講演「グローバルな化学物質管理とサステナビリティの志向性」

藤井 健吉

 Society 5.0とは、日本政府が提唱する目指す社会のコンセプトで「超スマート社会」とも呼ばれる。これは、Society 1.0(狩猟社会)から始まり、2.0(農耕社会)、3.0(工業社会)、4.0(情報社会)に続く5番目の社会の形(ウェルビーイング社会)である。その特徴には、「課題解決型社会(高齢化・環境問題など、既存の社会課題を技術で克服)」が挙げられている。今回のシンポジウムでは「環境正義・環境リスク」を日本学術会議環境リスク分科会の有志で考える。様々な論点があるが、本論ではSociety 5.0の実現に向けた課題解決型アプローチで考えてみたい。

 まず、日本での事例として、花王と産業界の取組みを短く紹介する。花王は「もったいないをほっとけない」を合言葉に、使用済みプラスチック容器の削減と循環利用を通じたサーキュラーエコノミーの社会実装を推進してきた。家庭用品の詰め替えやコンパクト化、「ラクラクecoパック」や「スマートホルダー」といった商品包装を刷新するイノベーションの社会実装により、1995年から2024年の約30年間で容器包装のプラスチック使用量を累計76%削減した。これは「詰め替え商品を選択する」という日本の消費者の行動変容を伴った、日本特有の社会変化の事例でもある。循環型社会の視点から、詰め替え容器の回収・再資源化についても、花王と国・自治体・流通・NPO・学術機関との多様な連携による社会協働システム(リサイクリエーション)の構築を進めた。資源・環境リスクを解決する試みの一つとして紹介したい。

 Society 5.0の実現と環境リスクの調和的解決は、いっしょに統合的に考える価値がある。本シンポジウムでは、パネルディスカッションを通して今後の持続可能な社会のあり方を、課題解決型のアプローチの視点から協議したい。

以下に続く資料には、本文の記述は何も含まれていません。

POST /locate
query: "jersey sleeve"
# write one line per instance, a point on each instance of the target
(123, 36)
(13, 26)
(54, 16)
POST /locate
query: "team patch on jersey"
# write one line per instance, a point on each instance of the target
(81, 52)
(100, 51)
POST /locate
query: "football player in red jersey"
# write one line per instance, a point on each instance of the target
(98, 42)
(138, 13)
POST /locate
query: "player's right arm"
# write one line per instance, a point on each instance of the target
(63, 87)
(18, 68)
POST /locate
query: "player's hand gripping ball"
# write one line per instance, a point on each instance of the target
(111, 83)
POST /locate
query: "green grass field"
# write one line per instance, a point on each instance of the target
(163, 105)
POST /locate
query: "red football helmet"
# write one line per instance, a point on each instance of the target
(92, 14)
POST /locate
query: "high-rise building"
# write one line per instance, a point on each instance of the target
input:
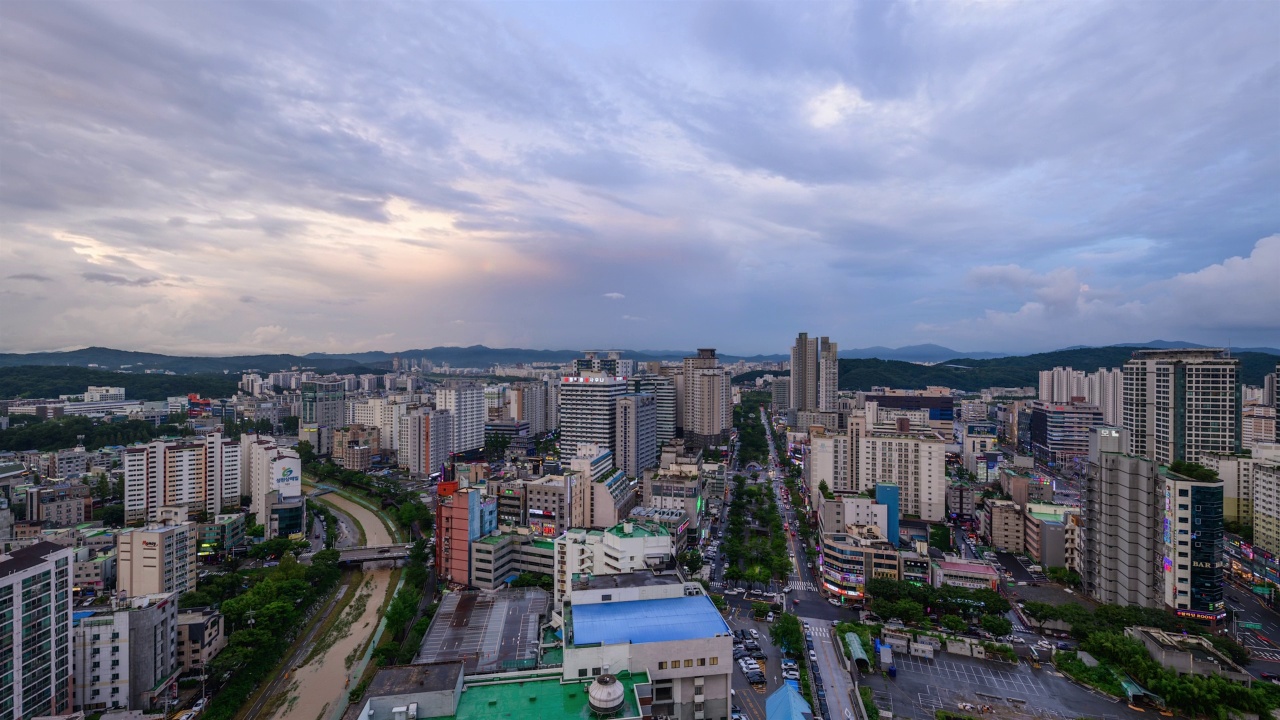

パネルディスカッション「プラネタリーヘルス、環境リスク管理の視点から」

パネルディスカッションでは、基調講演ならびにパネリストの話題提供に関して以下の議論を含めて、活発な質疑応答がなされ、プラネタリージャスティスについての理解を深めました。

  • 気候変動に関する適応「伝統的な知」の活用が有用であるものの、急激な気候の変化に対しては十分でない、温室効果ガス排出側にも「伝統的な知」を活用して排出を抑えることが必要。
  • 生産者の人権問題に関する構造的不正義への対応の在り方について、サプライチェーンに対する政府の役割も重要ではないか、
  • 企業は製品開発を通じて市民セクターへの働きかけをして、価値観のすり合わせをしている。日本における市民セクターは弱いと言われるが、日本における製品に対するリテラシーと理解度は非常に高い。
  • プラネタリージャスティスに関する学術研究として、Evidence-based policyの観点から政策決定者に向けた研究、科学コミュニケーションの文脈では、世界全体で何が起こっているかを市民に理解してもらうということを目的とした研究ができるのではないか。また、研究を行い得られた結果の翻訳が重要ではないか。
  • 環境負荷に関する正義は、世界と日本との比較もあるが、所得水準、地理的分布、年代間の比較を考える必要がある。
  • 「正義(ジャスティス)」を「まっとうな公平さ」に読み替えると議論しやすいのではないか。科学者も生活者であり、研究者自らの行動も必要があると考える。若手がイマジネーションを拡げられる教育が必要。